Solution
The maximum separation between two particles moving in the same direction occurs when their relative velocity is zero. That is, when the velocity of the trailing particle equals the velocity of the leading particle ($v_A = v_B$). Before this moment, particle A is moving faster than B, increasing the separation. After this moment, B moves faster than A, reducing the separation.
Let’s analyze the velocity-time graphs for both particles:
- Particle A: Moves with a constant velocity of $2.00 \, \text{m/s}$ for $t \in [0, 1]$ and $1.00 \, \text{m/s}$ for $t \in [1, 2]$.
- Particle B: Accelerates linearly from $0$ to $2.00 \, \text{m/s}$ during $t \in [0, 1]$. At $t=1$, it resets and accelerates linearly again.
We look for the instant where $v_A = v_B$:
- In the interval $0 < t < 1$, $v_A = 2$ m/s, while $v_B$ reaches $2$ m/s only at $t=1$.
- In the interval $1 < t < 2$, $v_A = 1$ m/s. For particle B, the motion is a linear ramp starting from rest at $t=1$ with the same slope as the first interval. The slope (acceleration) is $a_B = \frac{2 - 0}{1 - 0} = 2 \, \text{m/s}^2$. Thus, for $t > 1$, $v_B = 2(t – 1)$.

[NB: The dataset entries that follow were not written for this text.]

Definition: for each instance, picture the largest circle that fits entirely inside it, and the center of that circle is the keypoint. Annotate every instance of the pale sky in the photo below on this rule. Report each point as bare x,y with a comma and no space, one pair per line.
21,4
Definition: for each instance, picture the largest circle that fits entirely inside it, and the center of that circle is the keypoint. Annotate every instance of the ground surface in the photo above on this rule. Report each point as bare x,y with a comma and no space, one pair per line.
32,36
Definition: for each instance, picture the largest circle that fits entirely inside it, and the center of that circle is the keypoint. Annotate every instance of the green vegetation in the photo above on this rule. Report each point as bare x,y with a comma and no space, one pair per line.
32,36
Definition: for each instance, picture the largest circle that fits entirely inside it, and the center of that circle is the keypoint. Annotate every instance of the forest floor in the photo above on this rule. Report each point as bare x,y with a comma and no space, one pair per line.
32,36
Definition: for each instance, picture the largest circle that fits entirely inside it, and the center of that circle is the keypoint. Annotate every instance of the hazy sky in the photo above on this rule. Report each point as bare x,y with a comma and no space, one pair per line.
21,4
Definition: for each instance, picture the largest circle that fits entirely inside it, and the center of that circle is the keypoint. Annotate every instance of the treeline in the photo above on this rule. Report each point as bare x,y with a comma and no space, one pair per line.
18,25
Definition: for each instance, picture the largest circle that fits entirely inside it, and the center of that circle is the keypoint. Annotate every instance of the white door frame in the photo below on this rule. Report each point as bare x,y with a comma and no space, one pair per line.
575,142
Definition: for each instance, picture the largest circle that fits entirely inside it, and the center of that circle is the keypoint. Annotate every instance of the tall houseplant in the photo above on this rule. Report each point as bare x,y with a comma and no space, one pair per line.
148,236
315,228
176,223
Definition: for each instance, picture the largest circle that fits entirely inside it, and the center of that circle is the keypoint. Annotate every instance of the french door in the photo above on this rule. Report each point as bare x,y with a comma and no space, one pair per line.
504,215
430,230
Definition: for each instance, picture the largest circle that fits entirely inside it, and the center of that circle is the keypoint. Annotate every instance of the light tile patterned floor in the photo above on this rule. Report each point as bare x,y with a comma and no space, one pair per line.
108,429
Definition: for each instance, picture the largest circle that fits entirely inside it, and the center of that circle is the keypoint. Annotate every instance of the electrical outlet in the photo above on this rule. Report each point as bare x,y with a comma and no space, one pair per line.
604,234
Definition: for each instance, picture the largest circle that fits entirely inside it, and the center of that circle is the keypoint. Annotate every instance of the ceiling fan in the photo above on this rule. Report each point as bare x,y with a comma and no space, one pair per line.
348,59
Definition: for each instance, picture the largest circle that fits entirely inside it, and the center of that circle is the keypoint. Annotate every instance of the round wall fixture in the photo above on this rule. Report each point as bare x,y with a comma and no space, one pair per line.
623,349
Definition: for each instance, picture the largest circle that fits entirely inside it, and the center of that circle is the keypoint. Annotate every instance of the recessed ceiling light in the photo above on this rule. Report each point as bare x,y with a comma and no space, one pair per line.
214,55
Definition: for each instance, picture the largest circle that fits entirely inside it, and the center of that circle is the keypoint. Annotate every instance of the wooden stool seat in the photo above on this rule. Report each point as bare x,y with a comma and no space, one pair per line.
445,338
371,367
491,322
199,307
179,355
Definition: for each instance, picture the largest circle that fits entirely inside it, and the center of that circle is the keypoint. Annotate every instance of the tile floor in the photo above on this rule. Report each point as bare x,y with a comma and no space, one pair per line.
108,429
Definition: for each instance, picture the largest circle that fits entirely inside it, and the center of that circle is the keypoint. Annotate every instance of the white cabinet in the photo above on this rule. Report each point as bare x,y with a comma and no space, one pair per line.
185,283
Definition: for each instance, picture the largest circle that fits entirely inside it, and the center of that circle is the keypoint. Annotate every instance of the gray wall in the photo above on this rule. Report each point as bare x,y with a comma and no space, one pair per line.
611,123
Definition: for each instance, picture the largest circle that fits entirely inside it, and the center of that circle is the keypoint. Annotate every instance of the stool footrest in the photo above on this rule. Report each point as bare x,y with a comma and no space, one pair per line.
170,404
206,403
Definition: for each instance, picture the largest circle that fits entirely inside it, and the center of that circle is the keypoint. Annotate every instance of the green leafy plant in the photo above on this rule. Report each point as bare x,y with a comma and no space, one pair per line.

Equating the velocities for $t > 1$: $$ 1 = 2(t – 1) $$ $$ t – 1 = 0.5 $$ $$ t = 1.5 \, \text{s} $$
The displacement is given by the area under the velocity-time graph. We calculate the area for each particle up to $t = 1.5$ s.
For Particle A:
$$ S_A = \text{Area}(0 \to 1) + \text{Area}(1 \to 1.5) $$ The first part is a rectangle of height 2 and width 1. The second part is a rectangle of height 1 and width 0.5. $$ S_A = (2 \times 1) + (1 \times 0.5) $$ $$ S_A = 2 + 0.5 = 2.5 \, \text{m} $$
For Particle B:
$$ S_B = \text{Area}(0 \to 1) + \text{Area}(1 \to 1.5) $$ The first part is a triangle with base 1 and height 2. $$ \text{Area}_1 = \frac{1}{2} \times \text{base} \times \text{height} = \frac{1}{2} \times 1 \times 2 = 1 \, \text{m} $$ The second part is a smaller triangle starting at $t=1$. The base is $(1.5 – 1) = 0.5$. The height at $t=1.5$ is $v_B = 1$ m/s. $$ \text{Area}_2 = \frac{1}{2} \times 0.5 \times 1 = 0.25 \, \text{m} $$ $$ S_B = 1 + 0.25 = 1.25 \, \text{m} $$
The maximum separation is the difference in displacement at $t=1.5$ s. $$ \Delta x_{\text{max}} = S_A – S_B $$ $$ \Delta x_{\text{max}} = 2.5 – 1.25 $$ $$ \Delta x_{\text{max}} = 1.25 \, \text{m} $$